Alien Invasion and Other Inconveniences, by Brian Yansky (Candlewick, 2010, YA, 227 pages)
Jesse was an ordinary teenager, neither a follower or a leader, just sitting in class learning about the Great Depression, when every single other person in his classroom dropped dead. They were terminated by alien invaders.
But Jesse isn't killed. Instead, he hears a voice inside his head: "You are one of the few product who can hear. Congratulations." (p 2) Which means that Jesse is now a slave of Lord Vertenomous, who's just claimed earth for the Republic of Sanginia.
Unfortunately for Lord Vertenomous, Jesse isn't the sort to just sit back and accept life as a "product." Contact with the alien minds is awaking abilities inside him, and together with four other captured teenagers, Jesse begins to think about escape and resistance.
It's hard to escape psychic alien overlords who can kill you with a thought.
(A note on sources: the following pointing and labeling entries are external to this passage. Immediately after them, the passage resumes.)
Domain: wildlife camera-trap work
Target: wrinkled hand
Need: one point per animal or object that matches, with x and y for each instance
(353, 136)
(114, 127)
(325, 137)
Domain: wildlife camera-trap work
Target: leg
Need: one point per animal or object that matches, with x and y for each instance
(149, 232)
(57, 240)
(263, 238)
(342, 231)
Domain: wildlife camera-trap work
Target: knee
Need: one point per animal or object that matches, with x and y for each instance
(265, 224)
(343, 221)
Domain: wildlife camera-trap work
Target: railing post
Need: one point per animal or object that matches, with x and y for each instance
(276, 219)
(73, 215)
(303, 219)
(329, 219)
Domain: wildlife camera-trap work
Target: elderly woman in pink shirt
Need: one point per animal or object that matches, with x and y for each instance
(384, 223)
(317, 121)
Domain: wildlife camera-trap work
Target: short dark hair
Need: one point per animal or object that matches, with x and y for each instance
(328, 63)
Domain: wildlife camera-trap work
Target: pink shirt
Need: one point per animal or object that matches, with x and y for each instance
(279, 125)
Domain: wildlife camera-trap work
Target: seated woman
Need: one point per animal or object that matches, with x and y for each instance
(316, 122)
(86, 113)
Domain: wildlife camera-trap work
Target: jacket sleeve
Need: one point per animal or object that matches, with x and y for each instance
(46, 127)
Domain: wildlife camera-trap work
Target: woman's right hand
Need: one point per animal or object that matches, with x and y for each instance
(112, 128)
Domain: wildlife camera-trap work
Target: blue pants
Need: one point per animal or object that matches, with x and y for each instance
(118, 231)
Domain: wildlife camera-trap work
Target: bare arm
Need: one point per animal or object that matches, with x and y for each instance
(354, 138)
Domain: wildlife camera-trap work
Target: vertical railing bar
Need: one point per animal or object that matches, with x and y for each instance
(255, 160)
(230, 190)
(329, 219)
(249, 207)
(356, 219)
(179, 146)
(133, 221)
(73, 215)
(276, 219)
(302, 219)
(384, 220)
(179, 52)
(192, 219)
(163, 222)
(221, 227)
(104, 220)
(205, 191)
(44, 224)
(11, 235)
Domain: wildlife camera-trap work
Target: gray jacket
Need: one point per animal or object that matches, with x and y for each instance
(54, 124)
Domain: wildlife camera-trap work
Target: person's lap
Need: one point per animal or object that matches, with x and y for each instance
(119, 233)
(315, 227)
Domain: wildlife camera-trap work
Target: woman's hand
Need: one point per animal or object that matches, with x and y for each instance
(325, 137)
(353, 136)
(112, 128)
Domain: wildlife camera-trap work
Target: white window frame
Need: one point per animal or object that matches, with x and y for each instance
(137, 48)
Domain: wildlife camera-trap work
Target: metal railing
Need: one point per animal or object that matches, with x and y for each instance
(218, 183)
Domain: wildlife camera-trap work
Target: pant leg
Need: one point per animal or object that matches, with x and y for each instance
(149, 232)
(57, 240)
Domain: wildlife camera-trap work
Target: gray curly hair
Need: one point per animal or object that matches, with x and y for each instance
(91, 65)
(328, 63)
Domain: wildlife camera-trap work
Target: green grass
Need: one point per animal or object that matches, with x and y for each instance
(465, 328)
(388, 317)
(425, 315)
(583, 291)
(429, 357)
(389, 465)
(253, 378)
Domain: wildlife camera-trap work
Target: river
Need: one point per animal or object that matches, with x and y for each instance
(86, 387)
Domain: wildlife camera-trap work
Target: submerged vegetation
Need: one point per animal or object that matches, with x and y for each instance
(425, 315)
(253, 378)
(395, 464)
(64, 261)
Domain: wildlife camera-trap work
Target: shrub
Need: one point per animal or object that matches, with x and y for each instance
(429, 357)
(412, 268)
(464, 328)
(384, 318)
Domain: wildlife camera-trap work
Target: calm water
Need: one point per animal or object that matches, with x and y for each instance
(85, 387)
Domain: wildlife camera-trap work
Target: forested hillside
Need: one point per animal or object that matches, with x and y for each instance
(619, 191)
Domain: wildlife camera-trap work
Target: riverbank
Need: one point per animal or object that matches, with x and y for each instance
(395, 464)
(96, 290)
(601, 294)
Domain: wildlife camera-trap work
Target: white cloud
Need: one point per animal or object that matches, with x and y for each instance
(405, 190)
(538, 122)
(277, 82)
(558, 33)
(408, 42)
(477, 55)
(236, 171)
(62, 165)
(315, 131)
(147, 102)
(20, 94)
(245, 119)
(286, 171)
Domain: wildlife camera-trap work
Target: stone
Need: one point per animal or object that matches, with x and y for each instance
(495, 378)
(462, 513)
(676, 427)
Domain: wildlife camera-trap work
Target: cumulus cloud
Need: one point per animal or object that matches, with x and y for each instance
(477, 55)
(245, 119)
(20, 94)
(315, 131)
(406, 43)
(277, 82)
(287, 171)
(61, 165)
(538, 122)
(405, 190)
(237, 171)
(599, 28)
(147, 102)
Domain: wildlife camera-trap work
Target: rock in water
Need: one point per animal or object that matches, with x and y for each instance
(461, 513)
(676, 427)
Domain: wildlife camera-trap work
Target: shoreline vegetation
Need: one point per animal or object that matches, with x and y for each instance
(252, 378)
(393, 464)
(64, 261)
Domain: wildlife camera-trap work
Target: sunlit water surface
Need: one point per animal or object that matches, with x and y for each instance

But Jesse and his gang--Michael, the football player, Lindsey, the wanna-be model, Lauren, the activist girl, and Catlin, the fey girl used by Vertenomous as his mistress--aren't going to take no for an answer.
It's a wild page-turner of a book. The 10-second victory of the aliens plunges the reader (and of course the characters) into a nightmare, but Yansky writes with a lightness of touch, and even wry humor, about the unthinkable (the title's a good indication of his tone). He skates lightly over the utterly unspeakable tragedy that his protagonists are experiencing, and although this at times didn't ring true to me (the lack of attention to the horrors of Catlin's situation, in particular, troubled me more than somewhat), one can imagine that if the characters themselves stopped and actually thought too much about it all, they'd just collapse. And yet he doesn't pull his punches, either--there are moments of savage violence that bring home the reality of life as "product" who can be killed at a moment's notice.
At times he strays a tad far, I thought, toward farce (for instance with the alien professor of human studies, whose enthusiasm far exceeds his grasp of his subject), but this is balanced by more serious and heartfelt moments, such as Jesse's dreams of his dead father. And further depth is added by the understated but very present parallel to the European invasion of the Americas.
If you are looking for an alien invasion story with intense characterization and gritty reality, you'd be better off going with Pod, by Stephen Wallenfels (my review). But if you prefer your dastardly alien invaders on the lighter side, with more conscious humor, this is the book for you!